Я подняла глаза и остолбенела: предо мной, улыбаясь, стоял тот самый молодой человек, с которым я разговаривала всего несколько минут назад. Густо покраснев, я опустила глаза.

– Как вы себя чувствуете? – поинтересовался он, целуя мне руку.

– Вы уже знакомы? – удивленно уставившись на нас, поинтересовалась Софи. – Вот так тихоня!

– Нет, дорогая, – смеясь, заметила я, – мы не знакомы. Случайно столкнулись в зале некоторое время назад.

– Так как вы себя чувствуете? Хотите что-нибудь выпить? Или немного потанцуем?

– Я думаю, что лучше мы потанцуем, – смущенно ответила я. – Простите, мне так неловко.

– Ну что вы, – благодушно улыбнулся он. – Я всегда к вашим услугам.

Я не буду писать о том, как прошел тот незабываемый вечер и все последующие дни. Меня захлестнула всепоглощающая волна влюбленности. Да-да, любовь с первого взгляда, о которой я не раз читала в романах, часто подсовываемых мне Сонечкой. Но наши чувства расцвели наяву, а не на книжных страницах. Матушка благосклонно отнеслась к моему избраннику. Николай понравился ей сразу. Да разве мог кому-то не понравиться воспитанный, внимательный, мужественный человек, обладающий только положительными качествами. Кто-то может заметить, что таких людей не бывает на свете, а влюбленные барышни просто парят в мечтах, пребывают в мире грез, а потому их избранники – небожители. Да, для меня Николя был именно таким. Мы часто виделись, гуляли, посещали театр, катались на коньках, обменивались письмами и признаниями в вечной любви. Видя, как тяжело мне приходится, он взял часть забот на себя, в том числе и оплату счетов за лечение мамы… Ах, как давно это было! Было…

Но вот наступил февраль 1917 года, положивший конец беспечным дням, беззаботной суете. Старый режим, а с ним и старая жизнь, унеслись в небытие. Пришло новое суровое настоящее, которое полностью изменило не только ход истории России, но и самих людей…

Глава 7

Александр Федорович, как и предсказывал отец Сонечки, в дни Февральской революции стал одной из центральных фигур политического процесса в стране. Этому способствовала не только популярность Керенского в обществе, но и неутомимая энергия и смелость будущего главнокомандующего. Именно он на заседании Совета, которое проходило в конце февраля 1917 года, призвал парламентариев не подчиняться указам императора Николая II. В своей речи ярый революционер заявил о необходимости роспуска Думы и передачи всей полноты власти Исполнительному комитету Государственной думы. В те роковые для России дни именно Государственная Дума стала центром революционного восстания в Петрограде. Именно с ее трибун звучали призывы, обращенные к солдатам и простым гражданам, идти к Таврическому дворцу.
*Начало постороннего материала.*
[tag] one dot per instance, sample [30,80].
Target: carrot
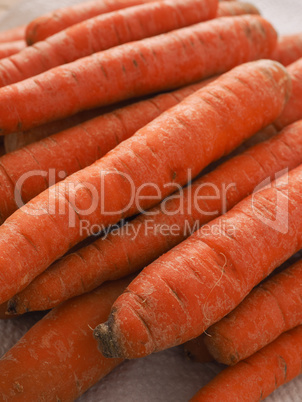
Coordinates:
[232,8]
[132,70]
[271,309]
[57,359]
[63,154]
[293,110]
[288,49]
[58,20]
[10,48]
[146,238]
[194,285]
[2,148]
[15,141]
[257,377]
[142,170]
[13,34]
[88,37]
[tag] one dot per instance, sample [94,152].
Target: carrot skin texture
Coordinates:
[58,20]
[204,278]
[271,309]
[86,38]
[13,34]
[62,154]
[257,377]
[293,110]
[232,8]
[10,48]
[118,256]
[15,141]
[289,49]
[59,354]
[50,224]
[132,70]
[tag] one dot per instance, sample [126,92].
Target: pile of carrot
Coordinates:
[150,195]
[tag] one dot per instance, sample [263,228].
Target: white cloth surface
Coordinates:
[167,376]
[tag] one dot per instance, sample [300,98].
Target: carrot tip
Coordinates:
[106,342]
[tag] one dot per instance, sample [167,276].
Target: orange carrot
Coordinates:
[10,48]
[15,141]
[289,49]
[104,32]
[293,110]
[57,359]
[13,34]
[257,377]
[271,309]
[55,21]
[232,8]
[132,70]
[194,285]
[146,237]
[63,154]
[142,170]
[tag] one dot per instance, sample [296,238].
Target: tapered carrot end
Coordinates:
[107,344]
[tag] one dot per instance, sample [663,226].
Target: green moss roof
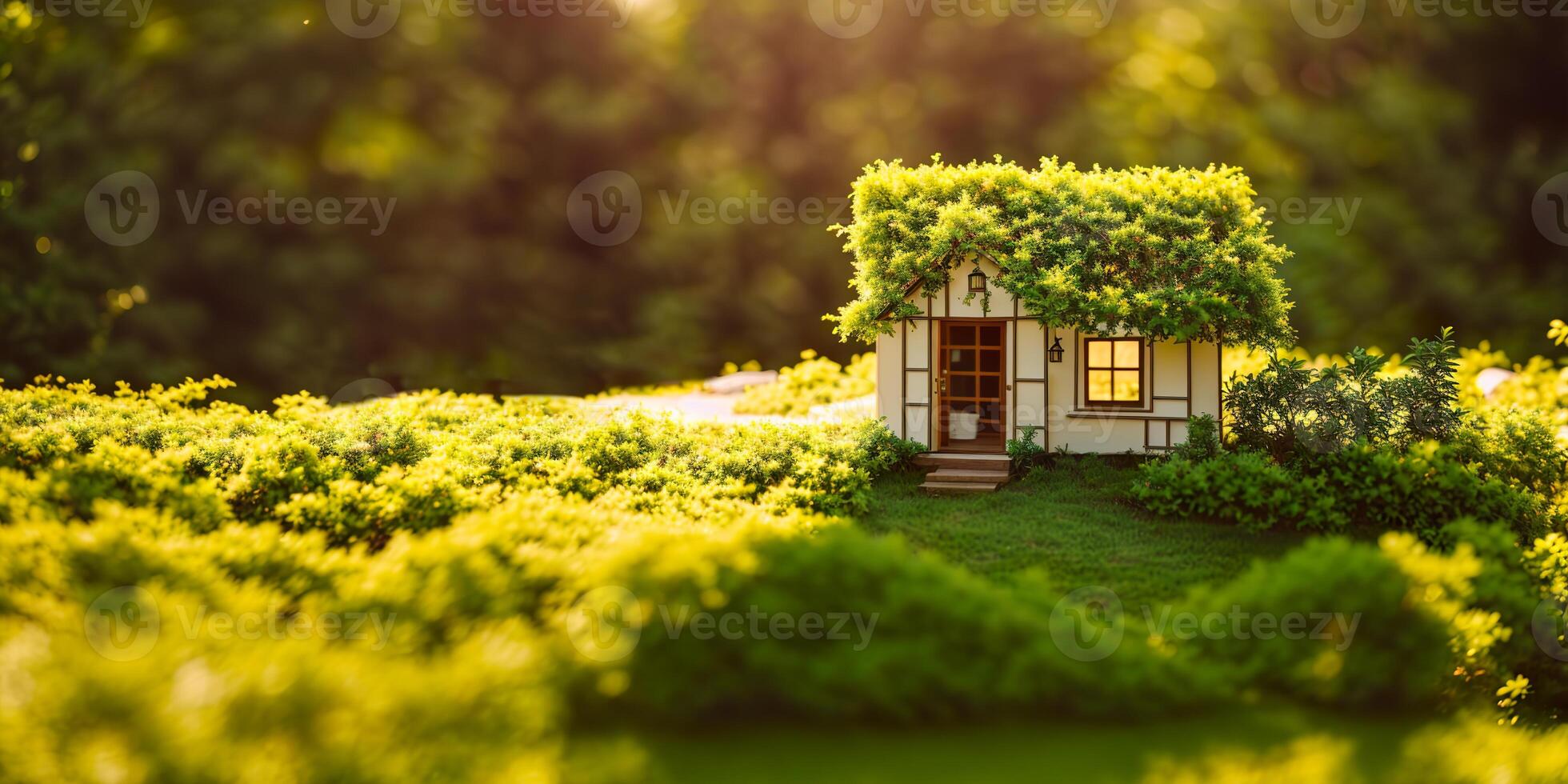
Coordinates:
[1178,254]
Весть о восстании в Петербурге облетела Москву вечером двадцать седьмого февраля. Город замер в ожидании чего-то страшного. На пустынных улочках купеческой столицы не было никого, кроме изредка проходившего патруля. Вместе с тем никто не спал. Да и как можно было спать в ту ночь, когда решалась судьба государства, судьба каждого жителя огромной страны. Из-за того, что связь со столицей прервалась, по Москве поползли пугающие слухи. Страх поселился в душах людей. Все ждали рассвета…
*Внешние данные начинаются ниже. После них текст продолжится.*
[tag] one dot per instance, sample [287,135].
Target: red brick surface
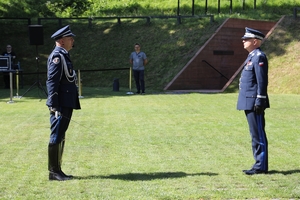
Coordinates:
[198,75]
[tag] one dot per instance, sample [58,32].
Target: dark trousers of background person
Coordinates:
[259,139]
[139,80]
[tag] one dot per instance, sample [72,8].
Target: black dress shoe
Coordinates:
[254,171]
[57,176]
[68,176]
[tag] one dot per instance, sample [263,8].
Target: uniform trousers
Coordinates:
[139,80]
[60,125]
[259,139]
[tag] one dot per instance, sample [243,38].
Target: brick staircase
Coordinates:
[219,60]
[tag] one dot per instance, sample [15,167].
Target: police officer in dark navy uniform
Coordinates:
[253,98]
[62,99]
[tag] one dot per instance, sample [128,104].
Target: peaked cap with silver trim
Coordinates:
[252,33]
[63,32]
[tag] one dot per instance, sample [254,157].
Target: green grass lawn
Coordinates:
[154,146]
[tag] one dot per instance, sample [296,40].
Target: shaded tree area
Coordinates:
[43,8]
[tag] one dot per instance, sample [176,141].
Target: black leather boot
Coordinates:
[54,164]
[61,151]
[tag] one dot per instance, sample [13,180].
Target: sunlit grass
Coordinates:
[155,146]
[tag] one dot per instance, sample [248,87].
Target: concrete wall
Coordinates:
[219,58]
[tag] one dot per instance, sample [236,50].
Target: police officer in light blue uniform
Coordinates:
[253,98]
[62,99]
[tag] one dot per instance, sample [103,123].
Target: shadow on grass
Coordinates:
[145,176]
[287,172]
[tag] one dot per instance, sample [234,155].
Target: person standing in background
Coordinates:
[13,56]
[138,60]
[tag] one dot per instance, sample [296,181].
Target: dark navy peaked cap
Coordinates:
[63,32]
[252,33]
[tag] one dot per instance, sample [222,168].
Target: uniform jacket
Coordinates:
[62,90]
[254,82]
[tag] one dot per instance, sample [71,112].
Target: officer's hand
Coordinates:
[54,111]
[259,110]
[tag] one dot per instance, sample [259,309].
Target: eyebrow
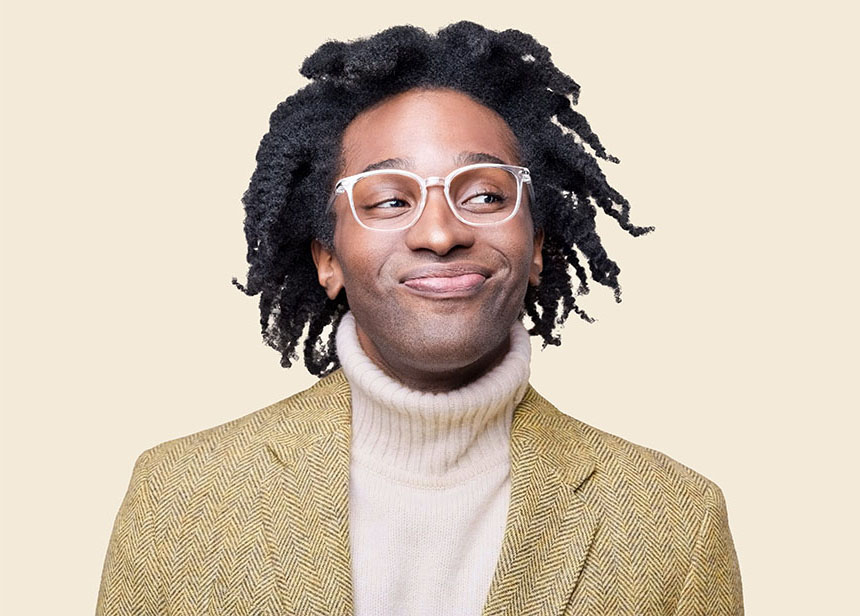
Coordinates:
[463,158]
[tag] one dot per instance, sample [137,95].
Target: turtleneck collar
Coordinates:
[427,439]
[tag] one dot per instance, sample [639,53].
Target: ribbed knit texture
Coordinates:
[429,483]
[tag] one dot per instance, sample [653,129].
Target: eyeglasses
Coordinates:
[392,199]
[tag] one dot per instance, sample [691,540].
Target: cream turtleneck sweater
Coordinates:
[429,483]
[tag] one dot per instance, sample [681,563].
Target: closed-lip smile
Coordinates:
[446,279]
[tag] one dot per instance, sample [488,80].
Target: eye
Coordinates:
[484,199]
[389,203]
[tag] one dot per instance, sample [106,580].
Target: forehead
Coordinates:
[429,129]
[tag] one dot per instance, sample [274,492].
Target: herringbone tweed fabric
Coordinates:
[250,518]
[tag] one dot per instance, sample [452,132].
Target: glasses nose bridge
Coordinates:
[429,182]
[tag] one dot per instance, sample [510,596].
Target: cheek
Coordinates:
[361,255]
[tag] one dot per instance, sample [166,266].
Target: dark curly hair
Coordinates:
[509,72]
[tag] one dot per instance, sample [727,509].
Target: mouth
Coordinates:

Николя вот уже больше недели находился в Санкт-Петербурге. Боже! Как я волновалась в ту ночь, не зная, что с ним, где он. Мой избранник был очень близок к Керенскому, поэтому я догадывалась, что он находится в самой гуще событий. А они развивались так стремительно, что порой мне хотелось спросить себя: «А со мной ли это все происходит? Не приснилось ли? Не были ли те дни лишь страшным сном?»
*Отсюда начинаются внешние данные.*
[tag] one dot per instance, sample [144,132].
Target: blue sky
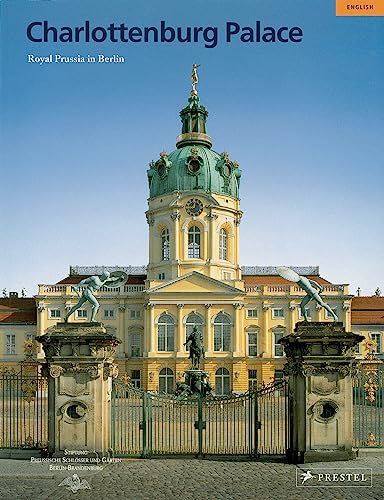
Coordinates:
[305,121]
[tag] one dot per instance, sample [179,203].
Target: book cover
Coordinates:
[91,94]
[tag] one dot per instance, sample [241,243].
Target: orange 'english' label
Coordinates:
[359,7]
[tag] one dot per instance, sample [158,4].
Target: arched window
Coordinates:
[222,382]
[278,351]
[135,349]
[193,319]
[166,380]
[165,333]
[252,342]
[194,242]
[165,250]
[223,244]
[222,333]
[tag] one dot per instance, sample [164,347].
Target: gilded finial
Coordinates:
[195,79]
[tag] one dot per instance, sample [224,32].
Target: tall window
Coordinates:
[222,333]
[194,242]
[10,344]
[278,350]
[165,333]
[222,382]
[166,380]
[329,315]
[223,244]
[54,313]
[277,312]
[135,345]
[376,337]
[252,379]
[252,342]
[136,378]
[165,244]
[193,320]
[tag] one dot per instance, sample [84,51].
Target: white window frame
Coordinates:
[223,244]
[166,333]
[254,311]
[278,347]
[107,313]
[167,378]
[276,311]
[252,381]
[226,275]
[194,242]
[134,314]
[10,344]
[222,382]
[82,313]
[379,346]
[165,245]
[252,331]
[135,345]
[136,381]
[53,313]
[328,315]
[222,333]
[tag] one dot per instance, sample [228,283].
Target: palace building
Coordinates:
[194,278]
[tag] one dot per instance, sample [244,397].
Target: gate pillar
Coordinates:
[320,365]
[80,367]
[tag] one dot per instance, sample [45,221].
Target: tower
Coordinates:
[194,207]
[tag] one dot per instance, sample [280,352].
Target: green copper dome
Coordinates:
[194,166]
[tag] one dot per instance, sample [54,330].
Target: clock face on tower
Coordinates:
[194,207]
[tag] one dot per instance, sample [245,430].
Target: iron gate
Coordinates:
[148,424]
[23,407]
[368,404]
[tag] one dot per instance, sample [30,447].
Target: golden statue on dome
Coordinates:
[194,78]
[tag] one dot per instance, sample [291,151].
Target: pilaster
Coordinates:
[80,367]
[320,365]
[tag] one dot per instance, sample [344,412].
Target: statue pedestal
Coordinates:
[196,383]
[320,364]
[80,367]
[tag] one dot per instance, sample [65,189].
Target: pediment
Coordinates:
[195,283]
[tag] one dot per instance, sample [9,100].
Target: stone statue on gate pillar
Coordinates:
[311,287]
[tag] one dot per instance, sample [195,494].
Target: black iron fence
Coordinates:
[149,424]
[23,407]
[368,404]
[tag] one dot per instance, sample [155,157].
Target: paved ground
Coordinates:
[188,479]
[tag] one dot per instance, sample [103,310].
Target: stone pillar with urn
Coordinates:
[320,365]
[79,367]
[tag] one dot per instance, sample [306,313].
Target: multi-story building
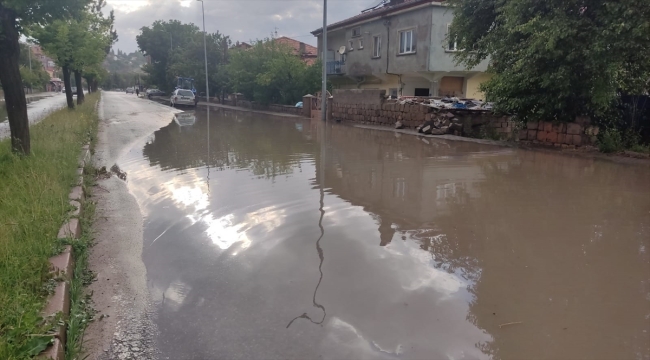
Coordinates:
[400,46]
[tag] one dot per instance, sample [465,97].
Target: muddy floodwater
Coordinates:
[274,238]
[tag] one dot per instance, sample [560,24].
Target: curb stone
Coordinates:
[61,266]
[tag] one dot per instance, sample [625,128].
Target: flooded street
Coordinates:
[276,237]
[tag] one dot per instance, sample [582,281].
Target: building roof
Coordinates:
[387,8]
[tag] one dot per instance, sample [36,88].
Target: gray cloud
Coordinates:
[242,20]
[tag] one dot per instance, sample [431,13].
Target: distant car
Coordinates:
[182,97]
[155,92]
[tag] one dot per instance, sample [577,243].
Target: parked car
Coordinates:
[182,97]
[154,92]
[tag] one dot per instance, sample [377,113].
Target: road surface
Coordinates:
[250,236]
[36,110]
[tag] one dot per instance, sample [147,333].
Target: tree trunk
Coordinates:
[80,89]
[68,88]
[12,84]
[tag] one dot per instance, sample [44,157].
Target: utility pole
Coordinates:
[30,57]
[324,54]
[205,53]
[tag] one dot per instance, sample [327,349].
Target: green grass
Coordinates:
[81,309]
[33,205]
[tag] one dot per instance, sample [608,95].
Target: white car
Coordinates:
[182,97]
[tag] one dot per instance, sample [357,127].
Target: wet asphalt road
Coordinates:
[37,109]
[271,238]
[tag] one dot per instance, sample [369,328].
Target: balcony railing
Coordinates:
[335,68]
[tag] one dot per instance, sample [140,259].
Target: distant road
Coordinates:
[37,110]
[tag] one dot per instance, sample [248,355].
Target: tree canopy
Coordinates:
[556,59]
[176,49]
[270,72]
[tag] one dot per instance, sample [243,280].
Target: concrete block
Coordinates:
[77,208]
[577,140]
[61,264]
[548,126]
[70,229]
[574,129]
[54,352]
[76,193]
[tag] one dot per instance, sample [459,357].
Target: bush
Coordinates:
[610,141]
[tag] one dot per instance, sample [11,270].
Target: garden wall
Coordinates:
[370,107]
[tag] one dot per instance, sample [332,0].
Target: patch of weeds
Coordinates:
[610,141]
[81,309]
[644,149]
[33,203]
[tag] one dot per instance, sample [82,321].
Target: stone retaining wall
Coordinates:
[370,107]
[579,133]
[285,109]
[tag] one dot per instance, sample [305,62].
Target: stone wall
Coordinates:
[369,107]
[578,133]
[389,112]
[285,109]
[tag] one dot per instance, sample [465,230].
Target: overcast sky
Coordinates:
[242,20]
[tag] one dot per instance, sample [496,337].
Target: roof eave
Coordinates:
[350,21]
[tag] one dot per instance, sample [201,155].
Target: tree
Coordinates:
[77,44]
[270,72]
[15,15]
[555,59]
[176,49]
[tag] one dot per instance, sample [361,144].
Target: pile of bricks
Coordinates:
[579,133]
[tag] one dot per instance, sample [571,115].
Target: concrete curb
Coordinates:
[62,265]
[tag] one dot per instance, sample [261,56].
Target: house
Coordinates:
[399,46]
[307,53]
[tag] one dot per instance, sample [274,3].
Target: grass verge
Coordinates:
[81,309]
[33,205]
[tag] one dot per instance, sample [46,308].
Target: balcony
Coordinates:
[335,68]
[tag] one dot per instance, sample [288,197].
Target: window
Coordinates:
[376,46]
[406,42]
[453,45]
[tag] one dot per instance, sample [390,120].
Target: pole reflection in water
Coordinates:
[323,149]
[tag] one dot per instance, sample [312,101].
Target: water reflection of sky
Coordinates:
[403,274]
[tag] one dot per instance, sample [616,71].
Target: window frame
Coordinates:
[448,48]
[376,46]
[413,42]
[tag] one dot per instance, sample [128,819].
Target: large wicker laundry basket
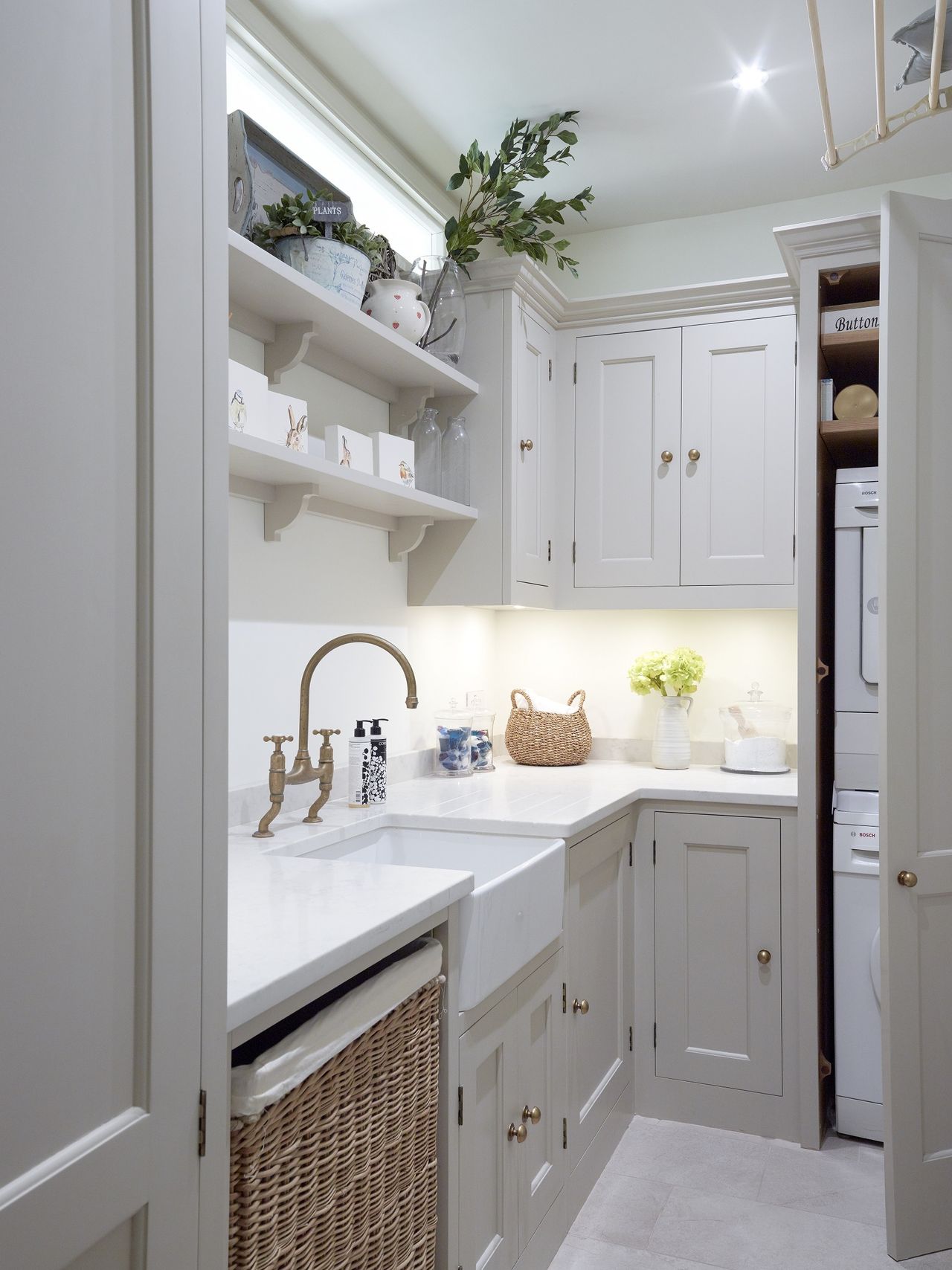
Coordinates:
[341,1173]
[539,738]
Утром пришла телеграмма из Санкт-Петербурга, точнее, Петрограда, как стали именовать город на русский манер с августа 1914 года, с подтверждением того, что над нашей несчастной Родиной поднялась заря новой жизни. Тогда еще никто не знал, чем Февральская революция обернется для России. Люди, руководившие в те дни страной, хотели для нее лучшего будущего. В мечтах первые революционеры видели Россию богатой, свободной и демократической державой. Однако, наделав много ошибок, они потеряли власть, отдав многострадальную родину в руки тех людей, кто впоследствии массово истреблял население ради достижения СВОИХ целей.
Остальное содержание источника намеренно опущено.